Wednesday, March 14, 2012

Corruption: Former executive pleads guilty in $28 million bribery, kickback scheme

U.S. Attorney’s Office
District of Columbia

WASHINGTON—Harold F. Babb, 60, the former director of contracts at Eyak Technology LLC (EyakTek), pled guilty today to federal charges of bribery and unlawful kickbacks for his role in a scheme that allegedly involved more than $28 million in bribes and kickback payments and the planned steering of a government contract that potentially was worth about $1 billion.

The plea was announced by U.S. attorney Ronald C. Machen Jr.; James W. McJunkin, assistant director in Ccharge of the FBI’s Washington Field Office; Eric Hylton, acting special agent in charge of the Washington Field Office of the Internal Revenue Service-Criminal Investigation (IRS-CI); Peggy E. Gustafson, inspector general for the Small Business Administration (SBA); Robert E. Craig, special agent in charge of the Mid-Atlantic Field Office of the Defense Criminal Investigative Service (DCIS); and Major General David E. Quantock, the commanding general of the U.S. Army Criminal Investigation Command (CID).

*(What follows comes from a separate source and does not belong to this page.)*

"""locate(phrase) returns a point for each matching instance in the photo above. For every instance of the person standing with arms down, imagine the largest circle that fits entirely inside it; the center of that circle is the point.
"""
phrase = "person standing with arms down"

Babb, formerly of Sterling, Virginia, pled guilty before the Honorable Emmet G. Sullivan in the U.S. District Court for the District of Columbia. A sentencing date has not been set. The bribery charge carries a statutory maximum of 15 years in prison and the unlawful kickbacks charge carries up to 10 years of incarceration. The charges also carry potential fines, an order of restitution, and forfeiture of a money judgment for $689,342, including more than $200,000 in cash and bank account funds and the value of properties in Sterling and Virginia Beach, Virginia and a 2007 Porsche.

The guilty plea is the latest example of law enforcement’s commitment to rooting out public corruption as well as fraud involving government contracts. Since 2010, the U.S. Attorney’s Office for the District of Columbia has secured convictions against more than 80 people on public corruption charges, including more than three dozen federal and local government employees.

As part of his plea agreement, Babb agreed to cooperate in the government’s ongoing investigation into contracts involving, among others, the U.S. Army Corps of Engineers.


“As our investigation has continued, we have identified millions of dollars more in bribes,” said U.S. Attorney Machen. “With today’s plea, another government contractor has accepted responsibility for corrupting the federal procurement process with bribes and kickbacks. He faces significant prison time for his role in this scheme, and will forfeit to the government cash, properties, and a Porsche that he bought with his ill-gotten gains. Unethical contractors should understand that their attempts to fleece the taxpayer will not only carry harsh financial penalties but also real prison time as well.”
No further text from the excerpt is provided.